The answer, we believe, comes down to a matter of respect.
Until now, regulations have been slow to catch up with how businesses are using customer information, allowing them to move data around without the fear of serious repercussions. As a result, firms have become lazy and customer data has been treated without respect.
It should be noted that consumers must also shoulder some of the blame here. We, as a society, have become used to freely sharing our personal information, without spending too much time (if any) thinking about who has access to it or how it will be used.

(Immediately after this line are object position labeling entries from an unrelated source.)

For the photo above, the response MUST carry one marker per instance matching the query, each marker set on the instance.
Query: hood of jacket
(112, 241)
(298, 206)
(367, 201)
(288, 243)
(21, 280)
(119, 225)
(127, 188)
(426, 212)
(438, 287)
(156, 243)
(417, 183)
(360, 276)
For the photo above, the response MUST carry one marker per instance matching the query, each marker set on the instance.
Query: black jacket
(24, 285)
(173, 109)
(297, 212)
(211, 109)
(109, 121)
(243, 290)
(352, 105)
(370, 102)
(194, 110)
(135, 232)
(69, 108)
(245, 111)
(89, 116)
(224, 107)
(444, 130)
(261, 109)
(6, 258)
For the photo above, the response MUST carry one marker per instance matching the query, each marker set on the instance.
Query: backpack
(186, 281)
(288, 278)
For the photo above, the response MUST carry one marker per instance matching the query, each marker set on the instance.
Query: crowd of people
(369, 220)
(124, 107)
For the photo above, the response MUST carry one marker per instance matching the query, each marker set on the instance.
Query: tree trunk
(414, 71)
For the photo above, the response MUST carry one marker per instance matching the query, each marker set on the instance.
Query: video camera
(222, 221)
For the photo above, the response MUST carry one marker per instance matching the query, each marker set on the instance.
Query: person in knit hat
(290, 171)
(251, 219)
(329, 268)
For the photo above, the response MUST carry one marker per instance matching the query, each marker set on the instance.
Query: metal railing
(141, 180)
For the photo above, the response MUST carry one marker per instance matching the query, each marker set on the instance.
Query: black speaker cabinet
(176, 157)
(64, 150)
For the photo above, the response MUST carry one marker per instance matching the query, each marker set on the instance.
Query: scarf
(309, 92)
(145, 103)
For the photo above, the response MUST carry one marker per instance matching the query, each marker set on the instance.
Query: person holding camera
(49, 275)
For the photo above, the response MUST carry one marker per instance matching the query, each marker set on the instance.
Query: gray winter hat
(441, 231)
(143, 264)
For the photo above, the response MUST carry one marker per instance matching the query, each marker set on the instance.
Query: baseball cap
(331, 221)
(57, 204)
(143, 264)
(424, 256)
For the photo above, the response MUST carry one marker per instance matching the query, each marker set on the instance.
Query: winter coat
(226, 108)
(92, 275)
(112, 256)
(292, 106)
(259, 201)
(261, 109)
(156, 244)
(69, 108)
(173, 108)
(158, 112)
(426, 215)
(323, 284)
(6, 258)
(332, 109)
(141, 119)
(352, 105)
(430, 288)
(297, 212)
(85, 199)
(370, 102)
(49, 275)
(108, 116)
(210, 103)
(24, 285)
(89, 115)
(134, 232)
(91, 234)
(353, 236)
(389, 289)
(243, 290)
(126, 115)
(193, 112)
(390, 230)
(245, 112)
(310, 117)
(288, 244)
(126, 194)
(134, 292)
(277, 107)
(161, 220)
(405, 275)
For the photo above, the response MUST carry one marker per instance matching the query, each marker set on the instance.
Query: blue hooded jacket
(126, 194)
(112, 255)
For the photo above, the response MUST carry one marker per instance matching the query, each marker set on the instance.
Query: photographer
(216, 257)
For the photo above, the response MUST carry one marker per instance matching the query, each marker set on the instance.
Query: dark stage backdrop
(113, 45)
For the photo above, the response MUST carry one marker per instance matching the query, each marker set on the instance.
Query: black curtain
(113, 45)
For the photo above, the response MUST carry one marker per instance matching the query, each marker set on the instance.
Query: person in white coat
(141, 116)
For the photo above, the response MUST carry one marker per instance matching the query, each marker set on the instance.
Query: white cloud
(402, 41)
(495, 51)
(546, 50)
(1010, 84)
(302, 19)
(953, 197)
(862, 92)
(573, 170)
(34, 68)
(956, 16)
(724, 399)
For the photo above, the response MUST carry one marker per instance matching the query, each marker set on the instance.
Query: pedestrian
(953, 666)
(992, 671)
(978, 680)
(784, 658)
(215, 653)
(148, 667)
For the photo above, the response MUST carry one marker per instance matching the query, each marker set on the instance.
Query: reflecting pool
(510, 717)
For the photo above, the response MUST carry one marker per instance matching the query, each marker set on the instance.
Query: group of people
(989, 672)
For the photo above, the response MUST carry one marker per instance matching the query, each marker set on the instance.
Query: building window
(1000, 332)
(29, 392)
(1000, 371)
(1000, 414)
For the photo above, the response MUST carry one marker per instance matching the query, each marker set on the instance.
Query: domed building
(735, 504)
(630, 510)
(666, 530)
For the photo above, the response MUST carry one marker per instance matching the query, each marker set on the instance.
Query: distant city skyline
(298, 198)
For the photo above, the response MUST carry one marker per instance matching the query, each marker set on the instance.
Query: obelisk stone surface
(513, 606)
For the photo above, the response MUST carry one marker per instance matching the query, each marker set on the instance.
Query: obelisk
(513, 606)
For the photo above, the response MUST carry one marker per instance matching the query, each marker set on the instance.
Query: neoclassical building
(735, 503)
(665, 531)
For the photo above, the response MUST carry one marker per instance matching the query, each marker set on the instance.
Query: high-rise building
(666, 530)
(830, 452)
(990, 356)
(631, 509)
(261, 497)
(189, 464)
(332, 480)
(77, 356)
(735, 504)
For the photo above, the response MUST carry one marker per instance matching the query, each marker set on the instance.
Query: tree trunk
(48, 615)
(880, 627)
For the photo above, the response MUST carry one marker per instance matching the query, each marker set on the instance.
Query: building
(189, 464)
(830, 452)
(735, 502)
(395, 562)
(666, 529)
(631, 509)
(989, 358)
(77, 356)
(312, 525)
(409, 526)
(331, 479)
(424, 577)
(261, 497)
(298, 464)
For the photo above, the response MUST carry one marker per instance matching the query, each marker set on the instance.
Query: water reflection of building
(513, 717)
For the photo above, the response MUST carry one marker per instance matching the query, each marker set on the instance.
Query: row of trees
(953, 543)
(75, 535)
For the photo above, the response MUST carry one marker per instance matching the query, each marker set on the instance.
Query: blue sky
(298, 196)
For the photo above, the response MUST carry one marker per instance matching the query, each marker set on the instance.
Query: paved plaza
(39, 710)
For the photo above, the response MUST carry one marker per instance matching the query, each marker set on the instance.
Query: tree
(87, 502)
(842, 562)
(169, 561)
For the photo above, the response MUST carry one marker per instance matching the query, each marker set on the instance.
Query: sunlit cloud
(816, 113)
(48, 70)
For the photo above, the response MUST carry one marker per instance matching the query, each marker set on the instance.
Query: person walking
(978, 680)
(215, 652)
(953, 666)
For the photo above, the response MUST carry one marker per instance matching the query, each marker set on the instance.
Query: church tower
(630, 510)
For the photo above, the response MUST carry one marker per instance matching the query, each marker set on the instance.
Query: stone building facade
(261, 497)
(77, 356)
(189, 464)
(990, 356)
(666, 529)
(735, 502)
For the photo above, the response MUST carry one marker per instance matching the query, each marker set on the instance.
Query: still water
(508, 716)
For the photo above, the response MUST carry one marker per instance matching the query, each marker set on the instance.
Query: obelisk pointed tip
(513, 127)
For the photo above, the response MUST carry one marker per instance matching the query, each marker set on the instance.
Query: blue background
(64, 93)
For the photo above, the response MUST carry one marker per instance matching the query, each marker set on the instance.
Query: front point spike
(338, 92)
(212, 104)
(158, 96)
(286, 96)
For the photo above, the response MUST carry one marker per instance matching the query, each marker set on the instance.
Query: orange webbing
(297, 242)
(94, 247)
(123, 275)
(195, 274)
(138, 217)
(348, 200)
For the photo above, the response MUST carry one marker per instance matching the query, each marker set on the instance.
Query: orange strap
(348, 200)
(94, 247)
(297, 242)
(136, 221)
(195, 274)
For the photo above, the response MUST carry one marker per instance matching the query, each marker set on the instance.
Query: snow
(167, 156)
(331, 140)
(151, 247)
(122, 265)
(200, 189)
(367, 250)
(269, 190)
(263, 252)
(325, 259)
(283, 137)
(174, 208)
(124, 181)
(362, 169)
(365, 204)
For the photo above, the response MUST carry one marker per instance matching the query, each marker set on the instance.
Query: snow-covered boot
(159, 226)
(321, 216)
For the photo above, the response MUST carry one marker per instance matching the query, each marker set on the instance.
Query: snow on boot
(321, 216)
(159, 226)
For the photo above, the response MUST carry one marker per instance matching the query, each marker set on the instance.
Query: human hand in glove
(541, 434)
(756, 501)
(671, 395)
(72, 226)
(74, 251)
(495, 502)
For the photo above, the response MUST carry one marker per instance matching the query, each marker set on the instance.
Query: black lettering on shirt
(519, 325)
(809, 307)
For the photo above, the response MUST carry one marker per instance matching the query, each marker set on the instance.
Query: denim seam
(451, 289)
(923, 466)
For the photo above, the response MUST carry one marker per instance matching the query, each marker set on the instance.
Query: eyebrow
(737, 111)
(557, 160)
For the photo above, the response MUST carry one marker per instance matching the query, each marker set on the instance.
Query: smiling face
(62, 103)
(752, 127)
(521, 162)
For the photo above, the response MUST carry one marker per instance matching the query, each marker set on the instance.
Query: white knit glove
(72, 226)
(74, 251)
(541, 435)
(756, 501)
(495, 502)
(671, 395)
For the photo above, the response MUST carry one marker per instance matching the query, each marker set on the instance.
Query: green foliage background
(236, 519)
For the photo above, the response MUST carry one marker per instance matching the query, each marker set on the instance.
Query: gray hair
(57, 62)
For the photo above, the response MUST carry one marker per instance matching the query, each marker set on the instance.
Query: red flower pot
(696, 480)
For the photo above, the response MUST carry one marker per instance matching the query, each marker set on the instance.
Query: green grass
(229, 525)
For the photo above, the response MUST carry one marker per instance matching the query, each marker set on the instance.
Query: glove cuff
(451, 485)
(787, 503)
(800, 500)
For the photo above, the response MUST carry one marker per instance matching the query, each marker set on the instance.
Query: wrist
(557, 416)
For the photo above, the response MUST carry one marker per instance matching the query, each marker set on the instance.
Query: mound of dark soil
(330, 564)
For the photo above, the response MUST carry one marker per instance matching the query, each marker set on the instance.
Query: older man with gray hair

But, while we might expect this data to be used for personalised targeting, what we have actually ended up with is a spam culture where our information gets shared around various third parties and we find ourselves receiving annoying emails from companies we’ve never even heard of.
GDPR has finally forced these issues into the spotlight. Personal data hasn’t been treated with the respect it deserves in the past, and consumer trust has been damaged as a result. Now is the time for change.
There has long been a business case for managing data securely and efficiently, but it has never been much of a priority until now. Businesses have become content to continue collecting vast amounts of information on their customers without placing the required emphasis on how it flows through the organisation.
As a result, businesses often don’t know how much data they actually have, where exactly it is all stored, or even what it is used for. Studies have suggested that just 50% of an organisation’s available data is used for decision making, with the rest contributing to the ‘dark data’ that is collected during regular business activities but fails to be used for other purposes.
The threat of serious financial penalties, public shaming from regulatory bodies such as the UK’s Information Commissioner’s Office, and the risk of alienating potential customers, has now served to alter this mindset and wake businesses up from the data stupor that has become commonplace.
By making sure employees use data in the right way, and by creating a culture where data is the responsibility of everyone in the company, businesses can get on the right track to treating data hygienically, and with the respect it deserves.
Achieving this will go a long way towards re-establishing the level of trust which is now required in today’s ultra-competitive business landscape, thereby increasing brand loyalty and also helping to attract new customers in the process.
It’s still relatively early days and there is plenty of work to be done, but there’s hope that GDPR will dawn a new era in the business world. One where businesses respect the data in their care.